Talvez imperceptível aos próprios iranianos, afinal do meio das árvores não se vê a floresta, a influência da India e sua cultura sobre o Irã é colossal, talvez seja isso que cause o destaque desse país sobre os demais países além do fato de serem persas. A influência na dança, música, poesia e organização social é notável para quem observa de longe. O clima predispõe aos extremos tanto no amor como na guerra, tanto na índia quanto no Irã.
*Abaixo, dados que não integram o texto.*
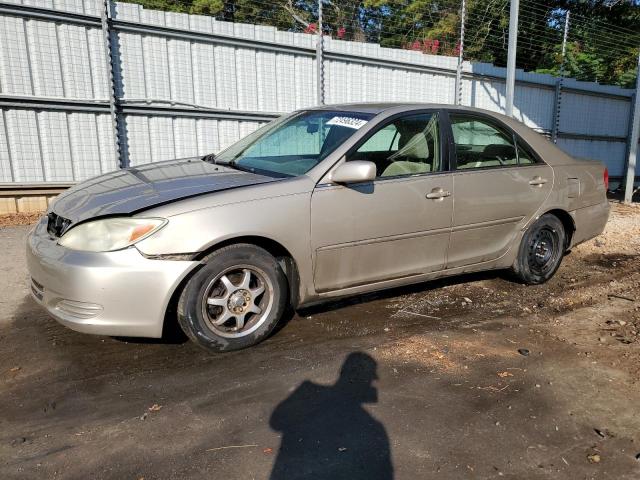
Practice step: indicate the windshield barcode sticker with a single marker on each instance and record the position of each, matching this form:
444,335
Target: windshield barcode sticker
348,122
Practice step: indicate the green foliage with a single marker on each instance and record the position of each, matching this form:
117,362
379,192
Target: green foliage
598,48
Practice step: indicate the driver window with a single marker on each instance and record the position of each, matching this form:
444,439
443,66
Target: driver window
407,146
480,145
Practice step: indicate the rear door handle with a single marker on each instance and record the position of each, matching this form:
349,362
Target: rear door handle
537,181
438,194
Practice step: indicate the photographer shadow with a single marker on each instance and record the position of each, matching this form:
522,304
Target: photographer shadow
327,433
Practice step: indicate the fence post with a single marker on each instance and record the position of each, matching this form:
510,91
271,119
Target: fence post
558,98
633,142
319,57
511,56
458,93
105,19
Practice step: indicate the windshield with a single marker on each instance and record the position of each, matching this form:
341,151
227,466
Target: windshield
291,146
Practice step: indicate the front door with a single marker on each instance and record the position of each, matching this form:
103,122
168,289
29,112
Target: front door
396,226
499,185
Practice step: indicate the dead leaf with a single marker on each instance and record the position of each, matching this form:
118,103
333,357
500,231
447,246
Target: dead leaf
594,458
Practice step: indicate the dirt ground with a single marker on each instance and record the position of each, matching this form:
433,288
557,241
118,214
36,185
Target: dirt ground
477,377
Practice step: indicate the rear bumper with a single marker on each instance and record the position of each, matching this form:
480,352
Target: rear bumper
119,293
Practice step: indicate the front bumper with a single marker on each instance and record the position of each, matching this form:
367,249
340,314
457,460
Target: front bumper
119,293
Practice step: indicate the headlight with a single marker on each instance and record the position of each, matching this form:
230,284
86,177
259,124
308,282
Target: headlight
110,234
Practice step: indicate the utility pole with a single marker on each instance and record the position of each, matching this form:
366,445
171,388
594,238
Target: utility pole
458,92
319,57
558,99
117,123
511,56
633,142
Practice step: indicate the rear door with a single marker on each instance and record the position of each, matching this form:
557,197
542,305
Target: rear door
499,184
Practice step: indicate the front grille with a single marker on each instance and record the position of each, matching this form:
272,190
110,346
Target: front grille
78,310
57,225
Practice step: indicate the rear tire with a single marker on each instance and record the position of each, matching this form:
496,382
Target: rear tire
541,250
235,300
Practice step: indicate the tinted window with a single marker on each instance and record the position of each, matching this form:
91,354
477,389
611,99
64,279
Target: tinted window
480,144
524,158
407,146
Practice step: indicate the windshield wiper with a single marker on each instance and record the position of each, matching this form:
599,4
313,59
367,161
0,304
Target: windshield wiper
210,157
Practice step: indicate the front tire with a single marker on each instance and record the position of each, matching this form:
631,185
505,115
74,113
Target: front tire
235,300
541,250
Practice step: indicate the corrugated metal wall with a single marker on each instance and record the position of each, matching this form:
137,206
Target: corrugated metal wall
189,84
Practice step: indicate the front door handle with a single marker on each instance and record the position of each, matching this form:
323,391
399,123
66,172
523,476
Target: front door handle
537,181
438,193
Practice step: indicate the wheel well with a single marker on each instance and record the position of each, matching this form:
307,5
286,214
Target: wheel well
567,222
282,255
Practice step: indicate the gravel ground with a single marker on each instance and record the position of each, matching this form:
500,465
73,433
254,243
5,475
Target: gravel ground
478,377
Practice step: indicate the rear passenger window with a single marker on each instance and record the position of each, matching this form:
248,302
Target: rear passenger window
479,144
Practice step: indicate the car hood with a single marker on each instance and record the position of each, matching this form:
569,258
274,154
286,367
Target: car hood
134,189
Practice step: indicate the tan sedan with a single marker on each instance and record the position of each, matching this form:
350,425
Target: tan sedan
319,204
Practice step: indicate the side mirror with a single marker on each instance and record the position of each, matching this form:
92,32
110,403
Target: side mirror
356,171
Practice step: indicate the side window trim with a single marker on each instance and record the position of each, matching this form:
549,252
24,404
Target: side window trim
443,128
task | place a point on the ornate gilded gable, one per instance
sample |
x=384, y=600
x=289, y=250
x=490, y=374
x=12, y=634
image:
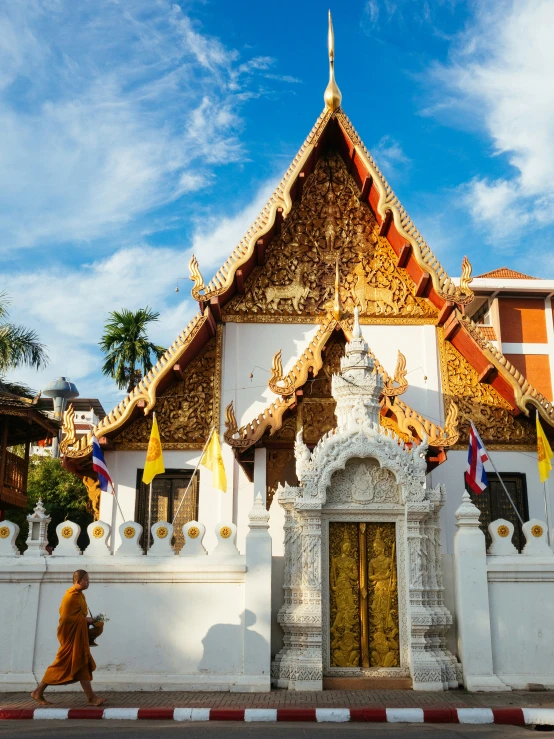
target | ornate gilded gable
x=481, y=403
x=187, y=409
x=329, y=223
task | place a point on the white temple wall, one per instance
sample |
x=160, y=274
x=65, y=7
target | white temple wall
x=249, y=348
x=187, y=630
x=451, y=474
x=195, y=621
x=504, y=603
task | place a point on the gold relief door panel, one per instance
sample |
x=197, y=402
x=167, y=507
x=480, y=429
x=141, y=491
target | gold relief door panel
x=363, y=595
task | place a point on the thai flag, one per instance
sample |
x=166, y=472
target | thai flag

sugiro esta leitura sobre judeus persas (em inglês) http://en.wikipedia.org/wiki/Persian_Jews
Também tenho admiração pela antiga, que não existe mais, Persa. A dúvida é: como pode um povo tão rico e inteligente admitir viver sobre a ditadura religiosa onde mata quem levanta um dedo de discórdia, inclusive de outras religiões, gays, mulheres etc. Isso não dá para entender. Não adiante desenterrar Hafez em um cenário de alucinação e violência, inclusive ameaça nuclear.
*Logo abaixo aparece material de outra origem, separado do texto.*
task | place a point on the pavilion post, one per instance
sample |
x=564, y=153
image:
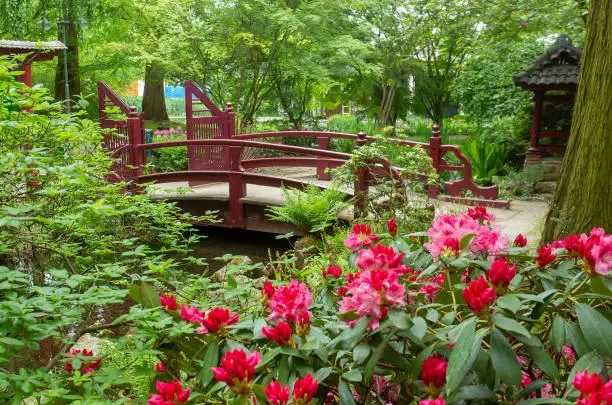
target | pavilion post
x=361, y=181
x=533, y=153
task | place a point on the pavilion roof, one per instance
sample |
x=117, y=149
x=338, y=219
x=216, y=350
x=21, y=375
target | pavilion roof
x=556, y=69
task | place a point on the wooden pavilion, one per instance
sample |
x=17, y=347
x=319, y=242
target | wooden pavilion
x=553, y=78
x=36, y=52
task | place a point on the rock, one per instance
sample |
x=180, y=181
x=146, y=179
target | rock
x=220, y=275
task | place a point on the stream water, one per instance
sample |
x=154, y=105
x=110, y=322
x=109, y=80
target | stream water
x=259, y=246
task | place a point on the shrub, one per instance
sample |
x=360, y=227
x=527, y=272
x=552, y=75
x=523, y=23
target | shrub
x=463, y=317
x=311, y=209
x=487, y=155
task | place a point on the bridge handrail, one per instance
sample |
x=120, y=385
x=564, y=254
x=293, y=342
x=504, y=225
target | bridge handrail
x=324, y=134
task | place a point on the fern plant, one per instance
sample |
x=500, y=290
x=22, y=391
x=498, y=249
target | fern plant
x=311, y=209
x=488, y=156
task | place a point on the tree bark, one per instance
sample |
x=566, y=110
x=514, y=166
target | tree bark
x=154, y=97
x=583, y=198
x=74, y=78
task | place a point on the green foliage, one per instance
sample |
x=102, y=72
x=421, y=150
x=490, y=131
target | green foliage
x=70, y=243
x=487, y=155
x=311, y=209
x=519, y=184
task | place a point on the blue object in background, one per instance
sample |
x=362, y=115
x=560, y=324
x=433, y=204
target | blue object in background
x=174, y=91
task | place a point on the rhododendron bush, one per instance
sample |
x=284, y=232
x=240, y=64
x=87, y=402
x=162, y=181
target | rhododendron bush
x=458, y=313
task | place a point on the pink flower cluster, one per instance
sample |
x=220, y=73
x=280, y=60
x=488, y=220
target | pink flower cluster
x=215, y=322
x=361, y=236
x=376, y=288
x=595, y=250
x=448, y=230
x=592, y=389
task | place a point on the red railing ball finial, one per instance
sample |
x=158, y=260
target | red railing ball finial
x=361, y=139
x=435, y=130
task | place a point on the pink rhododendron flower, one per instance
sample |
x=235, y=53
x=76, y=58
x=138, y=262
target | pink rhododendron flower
x=170, y=393
x=191, y=314
x=237, y=370
x=276, y=393
x=592, y=389
x=432, y=287
x=87, y=366
x=333, y=271
x=168, y=302
x=216, y=320
x=437, y=401
x=451, y=227
x=545, y=256
x=480, y=214
x=500, y=274
x=569, y=357
x=281, y=334
x=392, y=227
x=289, y=301
x=160, y=367
x=489, y=241
x=370, y=293
x=304, y=390
x=303, y=324
x=520, y=241
x=361, y=236
x=381, y=257
x=478, y=295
Belíssimo texto. Parabéns. Os nomes orientais costumam ter significados interessantes. Em Israel, por exemplo, Davi significa “Amado”. Meu próprio nome foi retirado da Bíblia por minha mãe e “afeminado”, de Daniel para Daniela. Significa “Deus é meu Juiz”
Fiz uma amiga chamada Saman, que aí no Irã é nome masculino, e a guria soooofre a vida inteira para explicar que — apesar da escolha pouco feliz dos pais — é 100% menina…
Parabéns Samy, continue com seu blog… é disso que precisamos, amor… muito amor…. estamos cansados de ouvir o lado ruim de tudo e de todos… vamos celebrar a cultura… a vida!
Olá Samy, só para finalidade de contribuir faltou mencionar que a fonte de muitos desses nomes do povo iraniano é o famoso épico “Shahnameh” (O Livro dos Reis) escrito pelo poeta Firdusi no século X. E dentre os nomes islâmicos citados, alguns tem uma ocorrência maior como Mohammed, Reza, Ali, Hossein e entre as mulheres Fatemeh, Maryam … mas no fundo estes nomes também são bem poéticos, pois na minha opinião o Alcorão, escrito em árabe também é uma maravilhosa obra poética. Também tenho outra curiosidade, o cantor que você entrevistou por acaso é o famoso Omid Soltani?
Janaina, o cantor entrevistado não era tão famoso. Tratava-se de um personagem cujas declarações usei numa reportagem sobre música clandestina em Teerã. Foi publicada na Folha impressa há algumas semanas.
lindo, lindo!
UÉ, NO IRÃ EXISTE JUDEUS? POXA VIDA, COMO SÃO AS COISAS. PARECE QUE O ÓDIO RELIGIOSO ESTÁ MAIS PARA OS GOVERNANTES(ISRAELENSES) DO QUE DO POVO IRANIANO.parabens pelo blog.
A pópulação judia do Iran conta com mais de dois mil anos. Aliás, por volta do ano 1000 em certas cidades havia mais judeus do que persas de origem e que teve novo encremento com a a expulsõdestes pelos da penísula ibérica pelos reis católicos em 1492.
Os iranis também tem uma bela relação com as flores, com uma festa nacional no campo, se não me falha a memória… o Sr. Adghirni deve conhecer esse outro lado poético. Paradoxos da alma humana….
De fato, Carlos, iranianos adoram flores, há floriculturas em cada esquina de Teerã.
Mas se repara bem aqui no ocidente, os nomes também têm significados poéticos.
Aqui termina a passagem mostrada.